CASE STUDY: LNAPL Removal from Fractured Rock

Using total fluid pumping to remove gasoline, kerosene, and diesel from deep within fractured sandstone.

Background

At an active bulk storage facility located on the outskirts of a town in Northern Saudi Arabia, wells installed within fractured sandstone had accumulated up to 13 m of LNAPL in the form of gasoline, kerosene, and diesel. The depth of the LNAPL, approximately 40 m below ground surface, combined with the saline groundwater, required special equipment that could withstand salt corrosion as well as overcome the pumping issues associated with small diameter wells. Furthermore, the location of the treatment system required a secure, explosion-proof, low-impact solution that could function without interfering with the facility’s daily operations.

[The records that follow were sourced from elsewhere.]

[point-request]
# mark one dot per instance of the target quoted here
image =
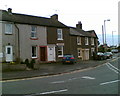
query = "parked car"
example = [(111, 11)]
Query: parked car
[(100, 56), (108, 54), (68, 58)]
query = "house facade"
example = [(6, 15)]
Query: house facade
[(84, 42), (32, 37), (43, 39)]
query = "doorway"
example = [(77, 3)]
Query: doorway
[(43, 54), (9, 53)]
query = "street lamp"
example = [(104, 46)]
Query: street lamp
[(113, 38), (105, 29)]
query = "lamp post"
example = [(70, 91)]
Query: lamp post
[(105, 29), (113, 38)]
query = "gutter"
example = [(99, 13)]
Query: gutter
[(18, 57)]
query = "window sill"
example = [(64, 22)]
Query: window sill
[(34, 38)]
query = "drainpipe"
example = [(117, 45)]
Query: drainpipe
[(18, 43)]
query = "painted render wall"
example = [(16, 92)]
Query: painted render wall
[(8, 39), (26, 42)]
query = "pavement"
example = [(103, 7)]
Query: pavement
[(51, 69)]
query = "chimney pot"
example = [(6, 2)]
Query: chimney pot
[(55, 17), (79, 25), (10, 10)]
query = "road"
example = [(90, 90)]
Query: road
[(100, 80)]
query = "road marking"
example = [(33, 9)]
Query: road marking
[(109, 82), (51, 92), (112, 68), (72, 79), (87, 77), (57, 82)]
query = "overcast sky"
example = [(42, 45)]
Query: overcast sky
[(91, 13)]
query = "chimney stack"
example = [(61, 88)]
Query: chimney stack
[(54, 17), (10, 10), (79, 25)]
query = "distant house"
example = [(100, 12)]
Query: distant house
[(43, 39), (83, 43)]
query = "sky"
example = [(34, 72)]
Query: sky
[(91, 13)]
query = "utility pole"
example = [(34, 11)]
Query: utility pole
[(103, 34)]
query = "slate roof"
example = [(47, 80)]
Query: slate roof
[(29, 19), (80, 32)]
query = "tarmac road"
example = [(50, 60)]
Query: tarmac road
[(100, 80)]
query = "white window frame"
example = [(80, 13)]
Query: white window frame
[(34, 32), (92, 41), (92, 50), (79, 52), (59, 33), (10, 30), (32, 52), (86, 41), (61, 51), (78, 40)]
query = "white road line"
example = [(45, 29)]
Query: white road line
[(50, 92), (112, 69), (72, 79), (57, 82), (109, 82), (87, 77)]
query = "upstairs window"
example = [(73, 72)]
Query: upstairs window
[(33, 32), (78, 40), (86, 40), (8, 28), (59, 34), (92, 41)]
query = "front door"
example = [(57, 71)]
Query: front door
[(51, 53), (9, 53), (42, 54)]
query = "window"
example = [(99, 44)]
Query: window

Location: Northern Saudi Arabia

Client: Oil & Gas Company

Duration: Ongoing, 3 Years

Project Value: $350,000 CDN

Geology: Fractured Sandstone

Plume Size: Approx. 4,000 m2

Approach

IRSL and their partner earned the project via a competitive bid process against two other firms. Together, they designed, implemented, maintained, and continuously optimized a total fluids recovery system. They incorporated numerical modeling to maximize the LNAPL capture zone while minimizing smearing effects and volumes of water requiring treatment.

Total Fluid Pumping

The free-phase gasoline, kerosene, and diesel, was captured and recovered using specialized submersible pumps, which were installed to target specific water levels. Once above-ground, the LNAPL was separated from the water using a proprietary system designed specifically for the site.

Applied Technologies

To capture and recover the LNAPL, in the form of free-phase gasoline, kerosene, and diesel, IRSL and their partner used specialized submersible pumps installed within 0.1 m diameter wells. The pumps were powerful enough to accommodate the 40 mbgs depths and all components were constructed of stainless steel and carbon steel to withstand corrosion. The proprietary design aimed to enhance the density differences between the LNAPL and saline groundwater while maximizing natural attenuation processes to address the dissolved phase impacts. The above-ground systems covered a footprint of less 24 m2 and consisted entirely of explosion-proof components.

Measurement & Optimization

The pumps were programmed to extract LNAPL and groundwater until they measured a specific level in fluid elevation. The team determined the measurement based on historical analysis of the water/LNAPL levels, transmissivity testing, and optimization tests. The process required ongoing adjustment to compensate for regional de-watering of the aquifer by nearby farms, which caused levels to fluctuate with an overall downward trend. However, through continuous optimization, the team maintained a recovery rate of greater than 87% LNAPL within the fluid over the recovery period.

Samples from Fractured Sandstone

Challenges

  • Considered a high-risk site from a security perspective, the facility’s rigorous health and safety regulations required working with site managers and their loss prevention department to ensure the NAPL removal system was safe, sound-and-explosion-proof, and highly secured.
  • The saline groundwater required specialized water treatment materials resistant to corrosion.
  • Water table variation required constant monitoring and adjustment to optimize LNAPL recovery.
  • The unusually deep water (approximately 40 mbgs) created monitoring and pumping challenges.

Results

  • The LNAPL plume was contained and shrinking.
  • LNAPL thickness in the monitoring wells decreased by over 95% within three months.
  • System operation and maintenance costs have decreased relative to inflation over time.